On Monday February 14, after waiting 18 days for a new iPhone to be delivered, I sent an email to Apple CEO Tim Cook and as a result two days later I had the phone. Here's a copy of the email. #
I ordered an iPhone 13 Pro from the Apple online store on January 27. I paid $1300 plus tax. I also bought a leather case, which was delivered. #
I've spent hours on the phone with Apple people, tried using the support address on Twitter, and have gotten conflicting advice from Apple people, and they've lost the case a couple of times. Also at one point I got an email from Apple saying I had to change something about my account, without saying what it was. It turned out Apple wanted to charge my account $1, and my credit card number had been changed on your system to something other than my credit card number. This may be the most alarming thing about this experience. How could that have happened?#
I bought my first Apple product, an Apple II, in 1979. I was an early Apple II developer, was one of the first Mac developers. I've created a lot of software for your platform and done a lot of business with Apple, and I'm also a longtime shareholder. I have never seen this company so incompetent, uncaring and unprofessional, apparently as a matter of corporate policy. The employees I've had to deal with are not proud of your company. #
I paid Apple $1300, not UPS. If they screwed up, and it's likely they did, telling me to go to UPS is no answer. I didn't choose to use UPS, you did. And if they screwed up, fine, either give me my money back or get me the phone, now.
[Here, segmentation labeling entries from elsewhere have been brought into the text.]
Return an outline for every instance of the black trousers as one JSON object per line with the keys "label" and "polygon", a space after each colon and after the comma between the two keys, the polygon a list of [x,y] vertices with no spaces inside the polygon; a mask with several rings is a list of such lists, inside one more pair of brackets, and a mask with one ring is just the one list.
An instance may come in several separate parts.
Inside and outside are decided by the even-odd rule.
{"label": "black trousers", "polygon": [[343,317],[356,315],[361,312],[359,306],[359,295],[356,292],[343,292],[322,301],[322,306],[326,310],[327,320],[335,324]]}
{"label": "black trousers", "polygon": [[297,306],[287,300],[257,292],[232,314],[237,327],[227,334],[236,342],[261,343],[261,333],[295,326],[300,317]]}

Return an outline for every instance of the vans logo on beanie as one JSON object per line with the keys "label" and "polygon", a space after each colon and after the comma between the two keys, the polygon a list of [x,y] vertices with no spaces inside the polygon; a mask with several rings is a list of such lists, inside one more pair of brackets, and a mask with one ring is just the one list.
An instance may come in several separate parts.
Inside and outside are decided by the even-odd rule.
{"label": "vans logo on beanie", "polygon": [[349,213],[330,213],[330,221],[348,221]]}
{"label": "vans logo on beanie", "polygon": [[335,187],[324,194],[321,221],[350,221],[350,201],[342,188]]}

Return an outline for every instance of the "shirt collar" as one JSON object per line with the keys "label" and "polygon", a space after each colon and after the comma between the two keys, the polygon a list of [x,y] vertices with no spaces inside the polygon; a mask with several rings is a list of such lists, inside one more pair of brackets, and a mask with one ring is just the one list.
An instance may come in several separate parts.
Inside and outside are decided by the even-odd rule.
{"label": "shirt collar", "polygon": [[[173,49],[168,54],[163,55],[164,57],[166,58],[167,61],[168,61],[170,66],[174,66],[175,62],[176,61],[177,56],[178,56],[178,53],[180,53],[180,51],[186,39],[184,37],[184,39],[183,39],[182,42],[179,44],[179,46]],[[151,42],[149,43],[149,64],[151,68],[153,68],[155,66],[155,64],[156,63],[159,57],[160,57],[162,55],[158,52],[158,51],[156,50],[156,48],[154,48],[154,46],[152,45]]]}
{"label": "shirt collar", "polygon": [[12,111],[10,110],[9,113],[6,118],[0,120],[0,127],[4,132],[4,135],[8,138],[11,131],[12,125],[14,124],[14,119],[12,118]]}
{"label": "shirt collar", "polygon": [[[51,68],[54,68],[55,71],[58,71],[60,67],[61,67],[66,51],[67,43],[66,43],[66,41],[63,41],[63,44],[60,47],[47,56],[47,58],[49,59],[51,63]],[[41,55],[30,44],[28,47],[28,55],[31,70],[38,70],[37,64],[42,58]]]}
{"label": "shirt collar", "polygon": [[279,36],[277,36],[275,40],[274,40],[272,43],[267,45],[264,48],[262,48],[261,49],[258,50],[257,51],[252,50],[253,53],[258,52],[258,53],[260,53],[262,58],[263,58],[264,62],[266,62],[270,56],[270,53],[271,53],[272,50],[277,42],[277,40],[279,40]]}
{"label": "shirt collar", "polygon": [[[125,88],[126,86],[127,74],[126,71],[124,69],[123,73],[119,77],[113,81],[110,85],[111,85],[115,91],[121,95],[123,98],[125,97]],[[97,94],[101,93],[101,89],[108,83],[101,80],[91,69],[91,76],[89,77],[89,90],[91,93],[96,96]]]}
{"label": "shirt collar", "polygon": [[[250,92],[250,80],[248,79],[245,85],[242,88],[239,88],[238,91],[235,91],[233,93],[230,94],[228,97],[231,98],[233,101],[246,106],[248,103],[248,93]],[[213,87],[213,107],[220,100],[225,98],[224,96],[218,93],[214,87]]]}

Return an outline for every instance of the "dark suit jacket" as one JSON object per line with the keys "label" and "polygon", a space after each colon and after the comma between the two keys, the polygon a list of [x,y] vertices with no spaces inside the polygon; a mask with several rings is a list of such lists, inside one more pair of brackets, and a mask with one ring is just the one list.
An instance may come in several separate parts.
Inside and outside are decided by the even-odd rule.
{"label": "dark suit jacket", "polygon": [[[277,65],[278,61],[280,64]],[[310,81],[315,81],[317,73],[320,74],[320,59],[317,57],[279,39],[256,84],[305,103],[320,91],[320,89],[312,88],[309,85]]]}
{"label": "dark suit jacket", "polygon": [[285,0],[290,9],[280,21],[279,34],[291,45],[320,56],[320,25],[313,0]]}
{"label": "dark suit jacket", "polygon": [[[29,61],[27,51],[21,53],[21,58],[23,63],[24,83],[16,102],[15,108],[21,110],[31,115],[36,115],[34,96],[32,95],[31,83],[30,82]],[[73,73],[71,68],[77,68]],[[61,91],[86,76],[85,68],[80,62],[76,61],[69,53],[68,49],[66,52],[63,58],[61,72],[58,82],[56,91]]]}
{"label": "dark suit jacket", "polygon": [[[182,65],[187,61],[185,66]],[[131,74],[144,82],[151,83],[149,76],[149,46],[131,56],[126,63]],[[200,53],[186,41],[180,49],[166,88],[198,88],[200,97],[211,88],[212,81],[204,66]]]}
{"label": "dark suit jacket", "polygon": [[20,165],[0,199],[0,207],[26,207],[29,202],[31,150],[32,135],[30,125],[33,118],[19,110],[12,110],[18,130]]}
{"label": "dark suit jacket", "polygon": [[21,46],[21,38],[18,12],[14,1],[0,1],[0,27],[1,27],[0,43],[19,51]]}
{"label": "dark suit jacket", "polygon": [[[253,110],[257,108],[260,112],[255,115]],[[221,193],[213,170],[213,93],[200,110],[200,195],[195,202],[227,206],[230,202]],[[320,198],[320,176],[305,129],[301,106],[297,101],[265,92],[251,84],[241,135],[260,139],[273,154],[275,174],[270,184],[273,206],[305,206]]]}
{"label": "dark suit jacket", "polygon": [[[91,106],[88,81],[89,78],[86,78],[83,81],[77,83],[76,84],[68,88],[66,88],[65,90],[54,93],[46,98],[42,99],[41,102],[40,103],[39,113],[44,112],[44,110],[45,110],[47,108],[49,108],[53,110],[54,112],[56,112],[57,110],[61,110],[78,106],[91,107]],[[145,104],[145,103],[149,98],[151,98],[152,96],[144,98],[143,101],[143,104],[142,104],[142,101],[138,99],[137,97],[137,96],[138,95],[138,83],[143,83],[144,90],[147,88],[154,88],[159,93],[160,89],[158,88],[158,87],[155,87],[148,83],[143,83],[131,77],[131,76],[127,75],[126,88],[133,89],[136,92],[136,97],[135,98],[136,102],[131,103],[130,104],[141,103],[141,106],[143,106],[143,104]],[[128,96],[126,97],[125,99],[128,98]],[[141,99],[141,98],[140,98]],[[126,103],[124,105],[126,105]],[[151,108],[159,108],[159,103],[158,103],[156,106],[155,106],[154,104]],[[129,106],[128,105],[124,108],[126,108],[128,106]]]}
I really want the product, but more than that I want to be treated as a customer, with the basic respect that requires.#
I've been writing about this on my blog since I made the purchase. Here's a search query that will get you the full account. If you study this case, you'll see you need to do a lot of work on the customer experience, and empower your employees to solve problems, instead of pointing the finger at other companies and giving assignments to customers about dealing with your vendors. I've heard the story about how Apple people can't solve an obvious repeated failure on the part of your company. That's a system that is going to lose you your reputation for being tops in customer service. #
I hope you can help. I either want an immediate refund or to have the product delivered soon. And in all this mess, no one has ever apologized. I think that would be the place to start. And not an indirect apology like the one I got from the Twitter support team, which began: "We’re sorry to hear your delivery is stalled..." I've enclosed the full message as an attachment.#
Last update: Wednesday February 16, 2022; 7:45 PM EST.